Terra dei Fuochi, ad Acerra la “Fiaccolata per la Vita” con Di Maio e Di Battista

I vertici del Movimento Cinque Stelle puntano più che mai sulla terribile situazione ambientale in cui versano ancora i territori della Campania.  Stasera saranno i due leader nazionali del Movimento Cinque Stelle, il vicepresidente della Camera Luigi Di Maio e Alessandro Di Battista, a capeggiare la “Fiaccolata per la Vita” in una delle aree simbolo della Terra dei Fuochi: Acerra. Il corteo partirà alle 19 dal centro della città dell’inceneritore.

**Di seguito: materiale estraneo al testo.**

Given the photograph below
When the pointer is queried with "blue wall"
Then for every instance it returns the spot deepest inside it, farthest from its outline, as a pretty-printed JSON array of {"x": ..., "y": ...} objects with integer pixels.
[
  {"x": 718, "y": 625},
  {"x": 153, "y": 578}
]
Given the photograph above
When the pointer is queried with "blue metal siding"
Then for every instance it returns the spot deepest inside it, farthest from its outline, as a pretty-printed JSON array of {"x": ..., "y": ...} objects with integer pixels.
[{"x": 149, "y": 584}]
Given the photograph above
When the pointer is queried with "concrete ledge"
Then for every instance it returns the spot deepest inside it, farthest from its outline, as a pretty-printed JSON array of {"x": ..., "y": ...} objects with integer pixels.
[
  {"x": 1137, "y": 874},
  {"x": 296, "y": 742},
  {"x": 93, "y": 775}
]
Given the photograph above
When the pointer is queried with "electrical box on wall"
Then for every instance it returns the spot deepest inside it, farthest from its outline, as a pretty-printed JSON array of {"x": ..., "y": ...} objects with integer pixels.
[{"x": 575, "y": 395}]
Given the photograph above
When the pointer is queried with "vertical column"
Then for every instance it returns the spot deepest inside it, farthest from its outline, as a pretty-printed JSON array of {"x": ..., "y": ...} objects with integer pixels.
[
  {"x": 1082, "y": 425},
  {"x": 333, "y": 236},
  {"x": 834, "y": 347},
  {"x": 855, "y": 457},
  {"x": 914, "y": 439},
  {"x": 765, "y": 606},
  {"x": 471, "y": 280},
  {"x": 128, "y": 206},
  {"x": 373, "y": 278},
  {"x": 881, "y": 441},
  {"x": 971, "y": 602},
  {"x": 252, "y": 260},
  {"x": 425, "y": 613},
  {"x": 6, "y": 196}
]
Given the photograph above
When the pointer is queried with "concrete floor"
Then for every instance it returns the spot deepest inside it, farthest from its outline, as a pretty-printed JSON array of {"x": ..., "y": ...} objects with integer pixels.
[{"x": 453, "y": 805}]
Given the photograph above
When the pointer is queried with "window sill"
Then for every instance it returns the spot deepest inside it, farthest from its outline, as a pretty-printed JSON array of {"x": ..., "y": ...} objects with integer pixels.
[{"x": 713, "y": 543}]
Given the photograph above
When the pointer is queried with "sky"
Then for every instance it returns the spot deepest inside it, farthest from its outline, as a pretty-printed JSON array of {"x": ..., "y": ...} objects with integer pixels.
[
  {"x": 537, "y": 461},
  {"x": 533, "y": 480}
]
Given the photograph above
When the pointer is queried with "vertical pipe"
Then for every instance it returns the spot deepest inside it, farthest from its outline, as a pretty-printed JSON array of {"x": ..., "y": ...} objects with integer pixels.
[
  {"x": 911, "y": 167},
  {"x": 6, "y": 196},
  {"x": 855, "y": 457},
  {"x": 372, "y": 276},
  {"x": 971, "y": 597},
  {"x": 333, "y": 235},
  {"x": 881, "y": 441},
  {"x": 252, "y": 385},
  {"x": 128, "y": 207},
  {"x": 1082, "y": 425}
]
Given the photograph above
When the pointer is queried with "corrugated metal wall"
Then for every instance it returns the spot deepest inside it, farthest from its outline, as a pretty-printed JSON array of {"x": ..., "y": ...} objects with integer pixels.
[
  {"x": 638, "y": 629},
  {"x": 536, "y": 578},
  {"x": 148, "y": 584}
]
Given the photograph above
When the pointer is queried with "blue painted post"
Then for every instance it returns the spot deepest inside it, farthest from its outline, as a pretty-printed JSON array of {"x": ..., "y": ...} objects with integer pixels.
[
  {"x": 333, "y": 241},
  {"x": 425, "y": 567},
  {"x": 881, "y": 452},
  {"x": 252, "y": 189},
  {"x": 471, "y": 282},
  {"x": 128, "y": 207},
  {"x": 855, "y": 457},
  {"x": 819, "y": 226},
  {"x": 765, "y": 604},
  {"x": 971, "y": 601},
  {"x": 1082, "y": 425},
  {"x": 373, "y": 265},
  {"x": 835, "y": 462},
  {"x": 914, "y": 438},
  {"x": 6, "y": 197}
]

Sono attesi anche il parroco della Terra dei Fuochi, don Maurizio Patriciello, e il dottor Antonio Marfella, il noto medico dell’istituto nazionale dei tumori “Pascale”.  Il tentativo delle associazioni ambientaliste è di rimettere al centro dell’agenda politica la questione dei roghi tossici, che continuano imperterriti a flagellare la Campania, dello scarico abusivo dei rifiuti e della presenza di impianti industriali fortemente inquinanti.  ” Non  è cambiato nulla: qui si continua a morire di tumore, a tutte le età “, sostengono gli ecologisti che stanno conducendo da anni, spesso in modo troppo isolato, la battaglia contro l’ecomafia.